South African cricket fans have gone more than three months without seeing their team in action, so when they eventually catch a glimpse of them, the supporters may want to see things from every angle - even an aerial one.
At least that is what CSA had in mind when they sent their in-house media department to Bangladesh with a drone, in the hope of obtaining "creative views and images to use for our YouTube channel," as team manager Mohammad Moosajee put it. The only problem was that Bangladesh does not accommodate unmanned aerial vehicles in its airspace and that includes flying cameras.
After spotting the drone over the National Cricket Academy on Wednesday, during South Africa's first training session, BCB officials ordered South Africa to ground the drone, but not before it captured at least one picture. A bird's eye view of the Mirpur venue was as much as CSA managed to share.
For the record, South Africa have apologised to the Bangladesh military and security personnel for breaching protocol and promised not to use the device again. "We were unaware of the strict security protocols with regards to the Bangladesh airspace and have subsequently stopped using the device," Moosajee said.
But the nifty device may have done its job after all. The headlines with the words "drone," and "cricket," in the same sentence could help bump up the publicity of a series that has yet to properly hit the radar at home, despite South Africa's long absence from international cricket.
On Thursday, three days before the first match of the series, a leading daily The Cape Times had no cricket stories in at least one of its editions and coverage of the Bangladesh series has been low across the country. With build-up to the rugby World Cup in full swing, Kevin Anderson performing admirably at Wimbledon, and the football transfer window still wide open, cricket is struggling to make the back pages, but that may change come next week.
Even if it doesn't, JP Duminy indicated the low-profile nature of the series will not impact their motivation. "It doesn't matter where you're representing your country or who you're playing against, it's always an honour and you've got to make sure you give your 100%," he said. "We're definitely not coming here thinking it's going to be a walkover. We know it's going to be tough and we're going to have to play our best cricket to beat Bangladesh."
There's nothing pretentious about the respect South Africa are showing Bangladesh. After series wins over Pakistan and India, Bangladesh are establishing themselves as an attacking force at home and Duminy said South Africa will need to work on their 'counterpunch,' for the series. "We've seen, especially in the last year or two, how well Bangladesh have competed, especially in ICC tournaments. They've definitely improved and they're even more challenging in their own conditions," he said.
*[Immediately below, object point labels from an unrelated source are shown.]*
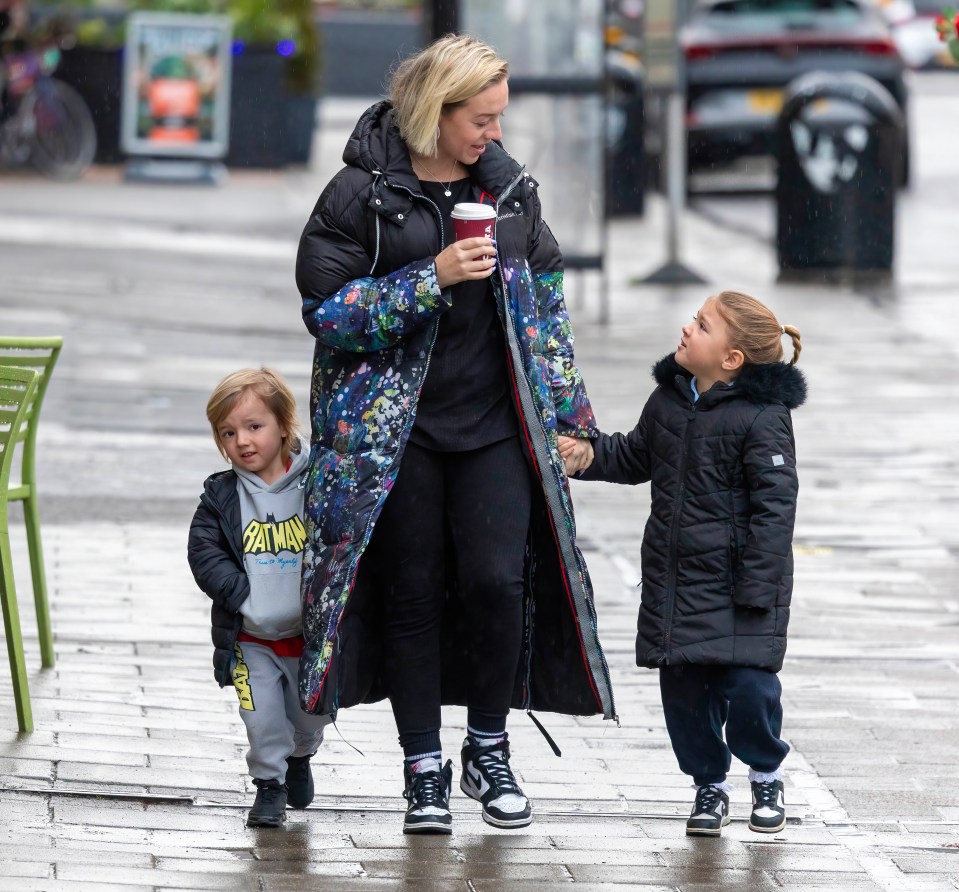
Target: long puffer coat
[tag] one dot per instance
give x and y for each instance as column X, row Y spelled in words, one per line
column 717, row 549
column 366, row 273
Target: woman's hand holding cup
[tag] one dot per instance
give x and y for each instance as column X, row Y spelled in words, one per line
column 469, row 258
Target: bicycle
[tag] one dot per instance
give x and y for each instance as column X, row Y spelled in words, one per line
column 43, row 121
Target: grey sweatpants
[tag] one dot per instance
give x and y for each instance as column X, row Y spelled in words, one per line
column 276, row 726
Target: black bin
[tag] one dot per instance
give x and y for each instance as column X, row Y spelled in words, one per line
column 839, row 140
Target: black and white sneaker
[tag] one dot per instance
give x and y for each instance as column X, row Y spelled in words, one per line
column 710, row 812
column 769, row 807
column 488, row 778
column 269, row 807
column 428, row 794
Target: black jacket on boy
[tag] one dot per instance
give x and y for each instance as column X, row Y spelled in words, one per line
column 717, row 549
column 215, row 552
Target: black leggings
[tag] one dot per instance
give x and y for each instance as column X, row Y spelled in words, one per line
column 483, row 497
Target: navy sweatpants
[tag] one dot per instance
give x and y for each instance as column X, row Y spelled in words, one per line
column 700, row 701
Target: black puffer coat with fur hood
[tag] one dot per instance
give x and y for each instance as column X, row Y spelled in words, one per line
column 717, row 549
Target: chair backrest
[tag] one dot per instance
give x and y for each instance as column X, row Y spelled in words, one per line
column 17, row 392
column 40, row 355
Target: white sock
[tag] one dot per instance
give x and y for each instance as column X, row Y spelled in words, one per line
column 765, row 777
column 725, row 786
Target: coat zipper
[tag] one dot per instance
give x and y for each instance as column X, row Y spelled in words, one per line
column 595, row 659
column 674, row 540
column 369, row 522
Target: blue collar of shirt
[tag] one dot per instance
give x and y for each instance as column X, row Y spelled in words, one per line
column 695, row 390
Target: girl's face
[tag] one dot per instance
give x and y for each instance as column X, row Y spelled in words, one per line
column 466, row 129
column 253, row 439
column 704, row 346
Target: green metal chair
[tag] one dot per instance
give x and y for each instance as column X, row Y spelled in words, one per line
column 18, row 389
column 40, row 355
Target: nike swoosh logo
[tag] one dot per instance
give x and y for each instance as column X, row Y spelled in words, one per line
column 474, row 775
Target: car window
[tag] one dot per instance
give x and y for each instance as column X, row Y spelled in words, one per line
column 784, row 7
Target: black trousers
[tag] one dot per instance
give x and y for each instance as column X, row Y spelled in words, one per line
column 483, row 498
column 699, row 701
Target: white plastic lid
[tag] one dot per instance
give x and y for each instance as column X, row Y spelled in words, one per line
column 471, row 210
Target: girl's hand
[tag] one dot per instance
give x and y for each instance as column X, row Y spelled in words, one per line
column 577, row 454
column 469, row 258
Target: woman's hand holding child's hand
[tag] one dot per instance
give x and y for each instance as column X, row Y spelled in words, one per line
column 577, row 454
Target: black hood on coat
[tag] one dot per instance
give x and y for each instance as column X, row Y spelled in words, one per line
column 377, row 147
column 774, row 382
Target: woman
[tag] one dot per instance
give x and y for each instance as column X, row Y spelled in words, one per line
column 441, row 564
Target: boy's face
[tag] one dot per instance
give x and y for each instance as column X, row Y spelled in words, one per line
column 253, row 439
column 704, row 344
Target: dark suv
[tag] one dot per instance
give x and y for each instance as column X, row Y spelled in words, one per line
column 740, row 54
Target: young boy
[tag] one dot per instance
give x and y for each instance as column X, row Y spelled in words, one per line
column 245, row 550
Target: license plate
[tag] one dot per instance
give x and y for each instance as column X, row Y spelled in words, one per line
column 766, row 102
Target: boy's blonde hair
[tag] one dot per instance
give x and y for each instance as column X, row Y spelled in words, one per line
column 270, row 387
column 754, row 329
column 449, row 72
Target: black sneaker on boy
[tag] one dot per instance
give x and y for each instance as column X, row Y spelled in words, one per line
column 269, row 807
column 299, row 781
column 769, row 807
column 428, row 794
column 488, row 778
column 710, row 812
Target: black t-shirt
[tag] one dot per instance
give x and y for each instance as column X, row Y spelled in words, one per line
column 465, row 402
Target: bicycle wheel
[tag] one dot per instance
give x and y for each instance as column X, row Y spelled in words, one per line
column 62, row 137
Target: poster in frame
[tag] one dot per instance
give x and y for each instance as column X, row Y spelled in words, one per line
column 176, row 86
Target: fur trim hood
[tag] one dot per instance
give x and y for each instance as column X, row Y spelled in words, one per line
column 774, row 382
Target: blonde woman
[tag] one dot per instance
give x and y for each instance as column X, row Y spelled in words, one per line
column 441, row 562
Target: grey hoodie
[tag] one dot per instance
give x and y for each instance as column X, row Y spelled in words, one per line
column 271, row 518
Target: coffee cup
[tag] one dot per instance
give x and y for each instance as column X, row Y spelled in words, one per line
column 473, row 220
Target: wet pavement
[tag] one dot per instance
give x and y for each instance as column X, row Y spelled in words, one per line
column 134, row 777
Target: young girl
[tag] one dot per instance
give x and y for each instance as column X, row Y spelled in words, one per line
column 715, row 440
column 245, row 550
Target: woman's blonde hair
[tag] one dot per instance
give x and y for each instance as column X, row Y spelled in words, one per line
column 270, row 387
column 449, row 72
column 754, row 329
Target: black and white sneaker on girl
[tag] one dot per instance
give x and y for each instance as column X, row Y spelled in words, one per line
column 488, row 779
column 428, row 794
column 769, row 807
column 710, row 812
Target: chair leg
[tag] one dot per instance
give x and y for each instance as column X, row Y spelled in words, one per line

Spin is the obvious advantage Bangladesh will have, with six spinners in their squad and conditions expected to take turn despite the rise of Bangladesh's seamers. But it's Bangladesh's ability to surprise that South Africa will also be looking out for, as they aim to become a more dynamic side ahead of the World Twenty20. "We understand we need to be flexible in our game plans and batting positions, and who is going to be best suited for situations," Duminy said.
South Africa will have their first opportunity to put those plans in place in Friday's warm-up match against BCB XI. Even without the aid of a drone, Duminy explained they will use the practice game primarily to examine and assess the conditions. "We want to get a feel for conditions. A lot of us have been off for a month so it's about getting used to conditions and the pace of the ball and then we discuss that amongst ourselves," he said. "That's the crucial part - that we share the knowledge. A lot of us have played in these conditions over a few years, so its just about having some time in the middle."